E’ una notizia pubblicata stamani che ha circolato sui blog e che farebbe scalpore nel caso avesse la dovuta credibilità. Per i cosiddetti “teorici della cospirazione” è pane quotidiano, ma sono rari i casi nei quali tali ipotesi arrivano alla cronaca quotidiana. Quando poi l’utilizzo di nanotecnologie applicate al controllo sociale, sieri misteriosi che influenzerebbero un comportamento umano, spie sono associati ad una starlette della TV come Sara Tommasi, allora la cosa diventa interessante per tutta l’opinione pubblica.

E’ la diva al centro di una serie di polemiche mediatiche piccanti, che nascondo fatti inquietanti, coinvolta nelle recenti inchieste sul premier Silvio Berlusconi per concussione e sfruttamento della prostituzione. Un incrocio realistico tra Spy Story e Thriller Politico che fa venire i brividi ed alla quale portali come Yahoo danno voce, ma non credibilità, definendo quelle di Sara Tommasi “affermazioni folli”.

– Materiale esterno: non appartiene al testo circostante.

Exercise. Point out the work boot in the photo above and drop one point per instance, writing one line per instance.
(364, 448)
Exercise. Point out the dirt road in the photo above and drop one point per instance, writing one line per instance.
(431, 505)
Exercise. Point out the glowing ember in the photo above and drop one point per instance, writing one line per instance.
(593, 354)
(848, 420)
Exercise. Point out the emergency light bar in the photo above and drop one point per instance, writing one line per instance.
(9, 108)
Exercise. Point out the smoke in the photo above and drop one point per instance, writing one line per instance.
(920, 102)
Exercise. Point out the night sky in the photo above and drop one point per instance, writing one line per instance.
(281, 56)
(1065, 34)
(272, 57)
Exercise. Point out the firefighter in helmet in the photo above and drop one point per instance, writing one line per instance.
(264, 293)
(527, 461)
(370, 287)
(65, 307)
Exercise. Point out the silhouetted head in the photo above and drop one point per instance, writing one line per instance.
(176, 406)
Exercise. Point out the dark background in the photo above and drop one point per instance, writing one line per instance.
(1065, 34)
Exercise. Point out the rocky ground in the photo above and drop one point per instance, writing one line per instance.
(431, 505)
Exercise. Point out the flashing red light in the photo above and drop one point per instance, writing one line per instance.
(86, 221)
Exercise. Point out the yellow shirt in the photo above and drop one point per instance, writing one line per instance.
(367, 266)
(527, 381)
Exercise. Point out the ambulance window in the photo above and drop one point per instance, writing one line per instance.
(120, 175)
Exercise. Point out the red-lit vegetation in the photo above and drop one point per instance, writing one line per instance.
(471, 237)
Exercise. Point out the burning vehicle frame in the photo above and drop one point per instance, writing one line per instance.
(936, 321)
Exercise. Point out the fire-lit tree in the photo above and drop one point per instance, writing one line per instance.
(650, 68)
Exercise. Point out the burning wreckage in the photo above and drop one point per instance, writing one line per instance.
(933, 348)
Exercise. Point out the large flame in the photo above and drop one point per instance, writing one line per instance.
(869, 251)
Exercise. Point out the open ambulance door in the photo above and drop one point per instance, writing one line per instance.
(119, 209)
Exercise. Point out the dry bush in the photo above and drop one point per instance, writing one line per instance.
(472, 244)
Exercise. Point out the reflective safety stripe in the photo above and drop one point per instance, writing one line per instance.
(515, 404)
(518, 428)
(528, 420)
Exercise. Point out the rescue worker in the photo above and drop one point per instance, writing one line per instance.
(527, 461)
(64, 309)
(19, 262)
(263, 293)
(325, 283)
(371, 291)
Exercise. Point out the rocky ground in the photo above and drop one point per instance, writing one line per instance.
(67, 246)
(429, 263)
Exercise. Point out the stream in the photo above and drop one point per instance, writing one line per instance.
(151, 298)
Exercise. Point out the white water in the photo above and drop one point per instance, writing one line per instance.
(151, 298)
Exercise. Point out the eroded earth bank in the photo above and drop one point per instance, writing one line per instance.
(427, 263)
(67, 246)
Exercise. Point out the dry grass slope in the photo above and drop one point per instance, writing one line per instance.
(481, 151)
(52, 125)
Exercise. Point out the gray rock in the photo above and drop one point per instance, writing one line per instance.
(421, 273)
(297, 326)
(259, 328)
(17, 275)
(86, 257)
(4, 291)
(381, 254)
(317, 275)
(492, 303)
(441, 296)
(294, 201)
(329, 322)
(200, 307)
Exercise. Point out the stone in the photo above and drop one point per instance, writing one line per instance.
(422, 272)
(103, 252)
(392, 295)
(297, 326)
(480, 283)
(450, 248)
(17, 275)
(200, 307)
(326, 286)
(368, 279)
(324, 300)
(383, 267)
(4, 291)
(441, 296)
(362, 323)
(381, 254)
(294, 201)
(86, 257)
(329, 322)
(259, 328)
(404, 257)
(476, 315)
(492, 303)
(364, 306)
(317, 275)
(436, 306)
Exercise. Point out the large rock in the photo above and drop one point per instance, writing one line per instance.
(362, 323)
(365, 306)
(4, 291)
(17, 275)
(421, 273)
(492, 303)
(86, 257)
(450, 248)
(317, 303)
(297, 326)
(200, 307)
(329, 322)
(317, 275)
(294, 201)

In una intervista a Diva e Donna, la bella Sara afferma di essere perseguitata dai servizi segreti che le avrebbero somministrata strane “sostanze” per farla ammalare di sesso, di avergli impiantato dei microchip al fine di controllare i suoi movimenti ed i suoi comportamenti. Inoltre la Tommasi afferma di avere la certezza che qualcuno è entrato più riprese in casa sua, sottraendole oggetti personali e di somministrarle sonniferi per stordirla. Sara Tommasi nata a Narni, Laureata alla Bocconi e specializzatasi in recitazione all’Actor’s Studio di New York è arrivata alla ribalta televisiva lavorando in programmi televisivi come Paperissima, Quelli che il calcio e facendo un’apparizione all’Isola dei famosi, non si limita solo a muovere queste accuse nei confronti dei Servizi italiani, bensì fa delle accuse anche politiche:

C’è un sistema per uniformare una volontà comune, per mantenere lo stato delle cose in Italia“.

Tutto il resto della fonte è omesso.